There is little question that a dog fight awaits the Boston Bruins in the newfangled East Division as the 2021 NHL regular season opens on Wednesday night.
The East Division should be known as “The Division of Death” in the NHL because there’s going to be at least one legit playoff-caliber team that will miss the postseason with the Penguins, Bruins, Islanders, Flyers and Capitals all at the top of the division. With only four divisional playoff spots available, it’s going to be a hockey bloodbath this year in the East.
That doesn’t even count a New York Rangers team that’s on the rise and could certainly push out one of the aforementioned, favored hockey clubs from a playoff spot as well.
There’s a legit chance the Boston Bruins could be on the outside looking in when the 56-game compacted NHL regular season is over, particularly if they get off to a sluggish start due to injuries and roster turnover. The start to the season is going to be paramount to every team and the Bruins are no different in that regard.
“[It’s a] fact that you can’t afford to go on a real dip and not get out of the gate [strong]. If you’re chasing throughout the course of the year [it will be tough],” said Don Sweeney, who wasn’t even touching on the difficulties that COVID-19 may cause with positive test results, NHL taxi squads and compromised lineups. “There are going to be some challenges thrown our way. I think we have really strong goaltending, and I think our foundation. I think will help us get through some of those rough patches to be expected.”
The bottom line is that the realigned East Division is going to be the toughest of the four divisions for this upcoming season, and that means the challenge is going to be greater for the Black and Gold this year. There are going to be “rough patches” and then some.
It also means the Bruins are going to have to routinely face a Washington Capitals group that’s essentially owned them over the last decade, and instantly got a little meaner and tougher with Zdeno Chara jumping from the Bruins to the Capitals.
“I don’t think it’s going to take long for those rivalries to build up. Obviously, there’s history between Boston and the Rangers for years. When we play there and they play here, there’s a lot of fans for both teams,” said Bruins President Cam Neely. “I think the recent history we’ve had with Philly in the playoffs will spark some rivalry and playing those teams that many times in a year…guys are going to be sick of each other in a hurry.”
The B’s will face the Capitals eight times over the course of the compacted NHL regular season (as they will everybody else in the division), and those are going to be out-and-out battles with both teams still holding high postseason aspirations. Though, funny as it is to say, longtime Chara teammates in Boston are actually looking forward to those fierce battles, and excited about facing the 6-foot-9 intimidator now that he’s donning a Capitals jersey.
“Obviously, [Chara] was such a presence in the room and on the ice. He established himself as one of the best defensemen in the league and he had some pretty good success with us. For me with him being on the other side, I’m actually excited to get to play against him.
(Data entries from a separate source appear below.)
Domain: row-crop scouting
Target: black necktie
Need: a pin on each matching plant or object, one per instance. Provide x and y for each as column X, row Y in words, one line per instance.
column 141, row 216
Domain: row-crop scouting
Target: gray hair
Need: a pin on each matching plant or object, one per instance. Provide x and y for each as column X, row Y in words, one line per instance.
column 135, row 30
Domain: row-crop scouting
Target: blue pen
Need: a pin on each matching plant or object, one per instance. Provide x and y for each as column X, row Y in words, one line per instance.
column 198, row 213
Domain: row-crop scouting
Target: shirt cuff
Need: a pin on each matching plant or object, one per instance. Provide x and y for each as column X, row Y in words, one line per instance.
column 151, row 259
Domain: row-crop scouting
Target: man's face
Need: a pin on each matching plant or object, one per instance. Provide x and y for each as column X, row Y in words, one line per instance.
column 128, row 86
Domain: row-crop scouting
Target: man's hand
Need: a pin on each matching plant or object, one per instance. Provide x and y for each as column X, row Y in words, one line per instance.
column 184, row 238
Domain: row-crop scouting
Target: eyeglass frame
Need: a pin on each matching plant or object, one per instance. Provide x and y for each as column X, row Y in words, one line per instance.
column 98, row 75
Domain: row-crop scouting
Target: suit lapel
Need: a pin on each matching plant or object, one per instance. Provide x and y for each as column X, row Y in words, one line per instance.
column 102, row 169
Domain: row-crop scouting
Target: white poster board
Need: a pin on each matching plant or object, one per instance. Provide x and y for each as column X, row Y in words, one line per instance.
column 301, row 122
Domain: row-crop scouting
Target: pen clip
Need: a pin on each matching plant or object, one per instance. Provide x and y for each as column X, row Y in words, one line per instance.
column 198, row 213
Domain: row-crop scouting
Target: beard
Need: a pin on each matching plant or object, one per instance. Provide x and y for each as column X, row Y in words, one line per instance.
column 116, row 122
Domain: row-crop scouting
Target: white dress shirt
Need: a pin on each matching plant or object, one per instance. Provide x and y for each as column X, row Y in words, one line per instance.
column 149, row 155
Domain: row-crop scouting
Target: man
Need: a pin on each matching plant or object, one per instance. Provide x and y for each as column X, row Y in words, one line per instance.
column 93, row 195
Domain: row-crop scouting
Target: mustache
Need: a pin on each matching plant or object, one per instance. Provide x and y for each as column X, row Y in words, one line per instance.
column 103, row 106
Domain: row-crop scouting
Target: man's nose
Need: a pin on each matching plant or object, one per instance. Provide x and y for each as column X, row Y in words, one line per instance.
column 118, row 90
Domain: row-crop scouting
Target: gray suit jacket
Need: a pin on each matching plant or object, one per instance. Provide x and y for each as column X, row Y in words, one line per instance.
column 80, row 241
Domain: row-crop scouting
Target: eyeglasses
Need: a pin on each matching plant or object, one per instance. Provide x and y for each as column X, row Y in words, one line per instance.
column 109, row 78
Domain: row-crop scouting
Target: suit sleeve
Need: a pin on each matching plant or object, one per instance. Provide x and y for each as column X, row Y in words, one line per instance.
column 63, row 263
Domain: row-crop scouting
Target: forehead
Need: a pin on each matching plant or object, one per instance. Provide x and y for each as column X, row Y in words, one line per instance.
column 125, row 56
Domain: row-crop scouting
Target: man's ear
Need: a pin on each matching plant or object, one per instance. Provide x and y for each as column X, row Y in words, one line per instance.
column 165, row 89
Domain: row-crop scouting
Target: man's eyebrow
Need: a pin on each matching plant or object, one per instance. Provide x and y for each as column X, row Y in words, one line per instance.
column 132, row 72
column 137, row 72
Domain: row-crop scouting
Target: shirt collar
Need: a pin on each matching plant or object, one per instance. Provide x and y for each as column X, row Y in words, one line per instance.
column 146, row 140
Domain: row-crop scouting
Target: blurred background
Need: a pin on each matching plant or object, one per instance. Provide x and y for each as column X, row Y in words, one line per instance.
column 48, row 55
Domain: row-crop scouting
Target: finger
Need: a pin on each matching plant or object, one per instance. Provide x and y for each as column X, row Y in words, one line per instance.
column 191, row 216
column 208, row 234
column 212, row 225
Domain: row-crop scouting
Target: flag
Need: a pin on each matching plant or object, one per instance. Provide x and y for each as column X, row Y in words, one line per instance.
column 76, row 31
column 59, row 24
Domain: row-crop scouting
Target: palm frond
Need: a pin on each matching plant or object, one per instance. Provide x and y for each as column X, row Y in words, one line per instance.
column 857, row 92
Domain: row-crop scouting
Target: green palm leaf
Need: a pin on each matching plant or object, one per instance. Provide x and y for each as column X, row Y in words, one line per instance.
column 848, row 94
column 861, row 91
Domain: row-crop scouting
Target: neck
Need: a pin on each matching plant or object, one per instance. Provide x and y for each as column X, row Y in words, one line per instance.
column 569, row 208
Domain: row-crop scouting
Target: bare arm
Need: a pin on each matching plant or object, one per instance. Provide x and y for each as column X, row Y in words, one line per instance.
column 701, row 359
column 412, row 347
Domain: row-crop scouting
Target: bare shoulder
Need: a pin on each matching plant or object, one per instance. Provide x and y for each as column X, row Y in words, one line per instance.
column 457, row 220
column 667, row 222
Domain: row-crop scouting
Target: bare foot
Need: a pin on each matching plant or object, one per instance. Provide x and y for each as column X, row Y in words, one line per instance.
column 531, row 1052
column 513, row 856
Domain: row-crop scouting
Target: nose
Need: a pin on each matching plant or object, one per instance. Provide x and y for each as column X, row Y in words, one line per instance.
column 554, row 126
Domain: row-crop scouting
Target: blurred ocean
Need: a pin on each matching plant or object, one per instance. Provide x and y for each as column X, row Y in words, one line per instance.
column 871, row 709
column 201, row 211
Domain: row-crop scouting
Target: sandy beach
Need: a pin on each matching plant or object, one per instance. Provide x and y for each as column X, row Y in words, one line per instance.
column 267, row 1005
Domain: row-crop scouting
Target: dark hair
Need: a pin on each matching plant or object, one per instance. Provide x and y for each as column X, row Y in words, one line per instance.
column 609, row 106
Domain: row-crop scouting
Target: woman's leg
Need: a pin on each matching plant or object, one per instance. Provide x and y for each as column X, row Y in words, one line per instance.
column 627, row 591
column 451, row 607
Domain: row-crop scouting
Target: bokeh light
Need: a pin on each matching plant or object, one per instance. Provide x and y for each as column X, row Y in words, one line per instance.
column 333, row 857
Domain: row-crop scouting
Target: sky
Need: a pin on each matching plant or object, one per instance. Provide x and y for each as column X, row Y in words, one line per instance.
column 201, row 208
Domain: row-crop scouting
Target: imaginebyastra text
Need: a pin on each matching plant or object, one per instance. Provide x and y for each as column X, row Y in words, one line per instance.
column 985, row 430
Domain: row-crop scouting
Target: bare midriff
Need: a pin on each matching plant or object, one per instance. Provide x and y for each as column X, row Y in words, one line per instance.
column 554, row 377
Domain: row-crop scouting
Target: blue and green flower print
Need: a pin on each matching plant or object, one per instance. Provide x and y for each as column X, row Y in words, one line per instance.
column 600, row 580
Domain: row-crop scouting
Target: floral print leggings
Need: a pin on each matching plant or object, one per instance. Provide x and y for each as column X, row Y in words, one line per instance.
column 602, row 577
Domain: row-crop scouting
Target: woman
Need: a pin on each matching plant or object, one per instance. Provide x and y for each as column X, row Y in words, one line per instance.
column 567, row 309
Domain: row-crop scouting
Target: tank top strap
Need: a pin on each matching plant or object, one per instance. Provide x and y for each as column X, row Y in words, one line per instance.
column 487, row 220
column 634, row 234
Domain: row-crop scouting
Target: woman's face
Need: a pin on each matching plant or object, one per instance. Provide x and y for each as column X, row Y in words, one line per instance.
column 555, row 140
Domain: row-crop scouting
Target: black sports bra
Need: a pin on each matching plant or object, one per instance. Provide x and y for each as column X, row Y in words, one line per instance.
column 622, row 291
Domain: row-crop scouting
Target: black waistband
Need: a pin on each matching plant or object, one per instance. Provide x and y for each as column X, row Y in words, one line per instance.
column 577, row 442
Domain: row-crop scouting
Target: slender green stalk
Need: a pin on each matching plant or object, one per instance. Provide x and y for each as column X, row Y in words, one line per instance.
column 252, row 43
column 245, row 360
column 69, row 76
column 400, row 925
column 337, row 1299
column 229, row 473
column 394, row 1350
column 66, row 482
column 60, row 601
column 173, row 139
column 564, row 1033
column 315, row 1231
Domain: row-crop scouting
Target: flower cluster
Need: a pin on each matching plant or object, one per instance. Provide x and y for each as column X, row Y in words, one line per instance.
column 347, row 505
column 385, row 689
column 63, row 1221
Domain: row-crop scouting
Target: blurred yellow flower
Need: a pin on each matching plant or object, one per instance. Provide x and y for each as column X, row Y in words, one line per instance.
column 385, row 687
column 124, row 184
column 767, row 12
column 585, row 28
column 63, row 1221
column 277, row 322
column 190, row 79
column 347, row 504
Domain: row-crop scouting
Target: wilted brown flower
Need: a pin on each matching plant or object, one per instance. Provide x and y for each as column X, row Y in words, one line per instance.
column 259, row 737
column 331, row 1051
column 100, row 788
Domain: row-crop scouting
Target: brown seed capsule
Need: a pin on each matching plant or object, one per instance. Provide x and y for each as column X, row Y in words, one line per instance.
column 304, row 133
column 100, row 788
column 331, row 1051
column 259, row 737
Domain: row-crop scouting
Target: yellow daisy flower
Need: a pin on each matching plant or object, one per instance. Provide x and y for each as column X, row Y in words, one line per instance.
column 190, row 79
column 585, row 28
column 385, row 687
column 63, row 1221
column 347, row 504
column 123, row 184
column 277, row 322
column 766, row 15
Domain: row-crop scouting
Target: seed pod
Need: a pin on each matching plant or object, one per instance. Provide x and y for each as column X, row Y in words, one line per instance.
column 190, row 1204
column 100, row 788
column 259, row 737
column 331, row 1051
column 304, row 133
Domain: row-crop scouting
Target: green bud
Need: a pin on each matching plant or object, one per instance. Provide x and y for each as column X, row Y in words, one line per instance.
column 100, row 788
I’m kind of glad he didn’t retire, and we’ll get to see him with the other team. We’ll be able to see him eight times [during the regular season], so it will be different, fun and exciting,” said David Krejci. “I’m looking forward to it.
“In practices you just kind of battle against him, but he can’t really go in the corner against you [in practice]. He’s a good player. At his age, he can still bring something to the table. He’s on the PK and he knows us really well. He knows our power play well. But we also know him really well and what he can do well. On the other hand, he’s a little bit older so we know where his game is at. It will be fun. I’m actually really excited.”
One thing is for sure for the Boston Bruins and every other team in the East Division: They are going to need to load up on points when they are playing the much-improved Buffalo Sabres and the New Jersey Devils. Those two hockey clubs are young and talented, to be sure, but they should also become roadkill in a black-and-blue division where there are so many established, quality teams.
One other thing bears watching, however.
The Pittsburgh Penguins and the Bruins are both in similar places with aging core groups that have done a lot of winning but are facing difficult circumstances where some of their best players are really beginning to get “up there” in hockey age. There is plenty of talk about windows closing in Pittsburgh and Boston, and rightfully so. Will both teams be able to push through a challenged, compacted 56-game schedule and maintain some gas in the tank for the postseason while pushing hard for a playoff spot?
The realigned East Division is going to be fascinating to watch and it’s going to be a meat grinder 56-game season where the schedules are rife with quality opponents. None of this is going to be easy for the Boston Bruins, or for anybody else for that matter.
Could it be the year where the Bruins miss out on the playoffs and make the determination that it’s time to focus on rebuilding a roster that’s getting a little older in spots? It remains to be seen, but nobody can dismiss out-of-hand that possibility for the Boston Bruins with so many challenges facing them on-and-off the ice this season.